The 25X rule is one of the original Financially Independent Retire Early (FIRE) figures. For example if your living costs are $75k a year, multiply that by 25 and you have your retirement number (otherwise known as the number where you fire your boss). That would bring the grand total to $1,875,000 in liquid investments, savings, brokerage accounts, retirement accounts, pensions, defined benefit plan, annuity benefits etc. If you hit that goal in time, withdrawing 4% of that balance each year (in theory) can enable the money to last for another 30 years even with inflation. 

For any of this to work you need to know your living costs. Whatever it takes for you to get by on a month to month basis. Consider your costs for rent/mortgage, utilities, food, entertainment , travel and--even if you travel for vacation once or twice a year-- turn that into an annual cost to give yourself as close of an idea as possible. Your FIRE number is dependent upon you and how you live now.

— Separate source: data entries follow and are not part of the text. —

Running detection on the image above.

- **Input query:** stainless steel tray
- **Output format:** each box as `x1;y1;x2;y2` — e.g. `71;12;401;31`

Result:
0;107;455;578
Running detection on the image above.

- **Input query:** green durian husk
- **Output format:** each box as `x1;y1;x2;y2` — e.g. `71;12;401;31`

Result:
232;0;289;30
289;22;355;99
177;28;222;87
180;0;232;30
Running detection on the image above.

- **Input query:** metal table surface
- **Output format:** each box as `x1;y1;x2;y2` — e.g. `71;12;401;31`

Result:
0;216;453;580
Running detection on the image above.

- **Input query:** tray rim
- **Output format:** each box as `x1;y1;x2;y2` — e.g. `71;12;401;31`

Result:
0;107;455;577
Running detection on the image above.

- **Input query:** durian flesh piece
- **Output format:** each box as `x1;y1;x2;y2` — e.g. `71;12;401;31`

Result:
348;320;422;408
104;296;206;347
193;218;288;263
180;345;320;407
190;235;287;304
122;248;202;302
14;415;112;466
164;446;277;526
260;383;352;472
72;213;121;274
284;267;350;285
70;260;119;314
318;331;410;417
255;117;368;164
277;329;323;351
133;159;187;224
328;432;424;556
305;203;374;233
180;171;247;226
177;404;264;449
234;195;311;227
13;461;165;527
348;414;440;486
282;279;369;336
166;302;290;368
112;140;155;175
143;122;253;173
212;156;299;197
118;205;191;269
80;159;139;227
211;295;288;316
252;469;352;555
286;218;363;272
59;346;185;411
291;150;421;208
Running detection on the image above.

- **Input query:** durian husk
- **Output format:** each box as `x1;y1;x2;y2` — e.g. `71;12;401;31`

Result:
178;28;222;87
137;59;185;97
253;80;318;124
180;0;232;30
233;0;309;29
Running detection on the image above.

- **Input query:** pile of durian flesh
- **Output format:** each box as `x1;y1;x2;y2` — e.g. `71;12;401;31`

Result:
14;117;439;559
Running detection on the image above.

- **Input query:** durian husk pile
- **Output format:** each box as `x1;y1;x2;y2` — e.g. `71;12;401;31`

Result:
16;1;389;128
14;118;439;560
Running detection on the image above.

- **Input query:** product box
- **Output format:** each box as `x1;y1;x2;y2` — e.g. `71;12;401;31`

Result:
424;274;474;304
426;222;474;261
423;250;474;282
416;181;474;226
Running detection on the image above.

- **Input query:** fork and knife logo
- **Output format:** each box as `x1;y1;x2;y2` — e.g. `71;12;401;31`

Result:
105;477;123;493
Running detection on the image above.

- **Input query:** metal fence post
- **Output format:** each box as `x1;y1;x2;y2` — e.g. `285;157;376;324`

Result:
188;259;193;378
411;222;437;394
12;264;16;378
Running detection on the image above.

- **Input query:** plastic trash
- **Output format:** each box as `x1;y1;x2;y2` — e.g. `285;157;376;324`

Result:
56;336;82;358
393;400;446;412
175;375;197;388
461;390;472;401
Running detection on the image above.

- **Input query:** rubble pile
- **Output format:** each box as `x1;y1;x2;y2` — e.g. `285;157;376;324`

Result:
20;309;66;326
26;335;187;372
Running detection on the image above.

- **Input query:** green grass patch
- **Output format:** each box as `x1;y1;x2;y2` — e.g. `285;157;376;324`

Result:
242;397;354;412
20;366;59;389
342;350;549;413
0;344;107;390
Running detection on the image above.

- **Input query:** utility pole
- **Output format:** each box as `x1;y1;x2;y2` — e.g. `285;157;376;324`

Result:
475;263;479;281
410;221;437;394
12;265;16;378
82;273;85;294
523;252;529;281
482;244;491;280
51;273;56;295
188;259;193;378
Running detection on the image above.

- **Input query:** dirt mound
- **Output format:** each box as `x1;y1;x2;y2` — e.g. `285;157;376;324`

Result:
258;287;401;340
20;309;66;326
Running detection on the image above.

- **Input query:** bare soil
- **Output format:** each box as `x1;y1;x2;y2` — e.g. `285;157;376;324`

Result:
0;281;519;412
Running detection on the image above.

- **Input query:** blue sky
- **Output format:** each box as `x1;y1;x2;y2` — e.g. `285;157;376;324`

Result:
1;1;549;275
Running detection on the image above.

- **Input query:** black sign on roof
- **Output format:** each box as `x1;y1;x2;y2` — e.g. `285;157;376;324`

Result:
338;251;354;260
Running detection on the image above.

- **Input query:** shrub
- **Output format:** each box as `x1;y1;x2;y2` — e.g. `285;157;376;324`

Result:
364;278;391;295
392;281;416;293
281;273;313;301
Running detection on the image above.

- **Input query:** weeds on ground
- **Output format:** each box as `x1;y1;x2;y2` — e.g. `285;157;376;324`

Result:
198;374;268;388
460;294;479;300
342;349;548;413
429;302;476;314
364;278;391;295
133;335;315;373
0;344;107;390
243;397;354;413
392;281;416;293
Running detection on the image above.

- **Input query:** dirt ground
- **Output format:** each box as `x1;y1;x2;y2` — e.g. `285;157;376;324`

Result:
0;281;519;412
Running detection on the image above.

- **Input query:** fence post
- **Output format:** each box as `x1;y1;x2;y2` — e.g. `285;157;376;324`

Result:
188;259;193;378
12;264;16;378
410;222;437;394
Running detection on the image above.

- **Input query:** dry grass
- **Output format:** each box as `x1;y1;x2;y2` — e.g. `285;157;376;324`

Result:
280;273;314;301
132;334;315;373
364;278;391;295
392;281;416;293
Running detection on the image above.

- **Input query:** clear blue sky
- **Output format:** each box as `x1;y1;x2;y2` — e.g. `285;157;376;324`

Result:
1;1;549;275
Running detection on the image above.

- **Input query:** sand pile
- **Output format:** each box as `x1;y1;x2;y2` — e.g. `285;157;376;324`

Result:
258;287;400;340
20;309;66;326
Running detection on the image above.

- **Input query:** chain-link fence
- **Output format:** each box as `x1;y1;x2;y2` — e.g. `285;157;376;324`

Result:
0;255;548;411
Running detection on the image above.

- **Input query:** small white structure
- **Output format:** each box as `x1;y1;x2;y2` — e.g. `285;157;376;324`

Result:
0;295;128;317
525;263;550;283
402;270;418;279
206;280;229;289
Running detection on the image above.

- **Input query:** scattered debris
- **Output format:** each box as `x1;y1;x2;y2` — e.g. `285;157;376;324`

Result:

Advantage: It provides a clear goal that helps people focus. One of the major reasons people stumble along the savings and investment path is because they don't have their sights set on anything worth mobilizing. But if they knew they were only 6 years of aggressive saving behavior away from retiring early it could change their outlook on life. For many people, it simply isn't realistic because they either don't have the means to save and invest enough or they didn't start early so they need to do more heavy lifting now than planned. 

Limitation: Assuming your living costs don't increase significantly, and the assets continue to bear interest or increase in market value, it would be enough to sustain someone and allow their lifestyle to remain unchanged. The trick is to make sure your kids aren’t as cheap as you otherwise you're stuck with them. This figure does not include Social Security or medicare benefits so those are simply additional icing on the cake. By only withdrawing 4% to live off of each year, this allows the remaining balance to continue to appreciate during the withdrawal years. 

This doesn't factor in increased medical costs, unforeseen circumstances, extravagant vacations, supporting adult children, or enable risky investing unless you are already doing those activities (one of which you can’t plan for). The earlier you start the better. The leaner you live, the quicker you can hit that number.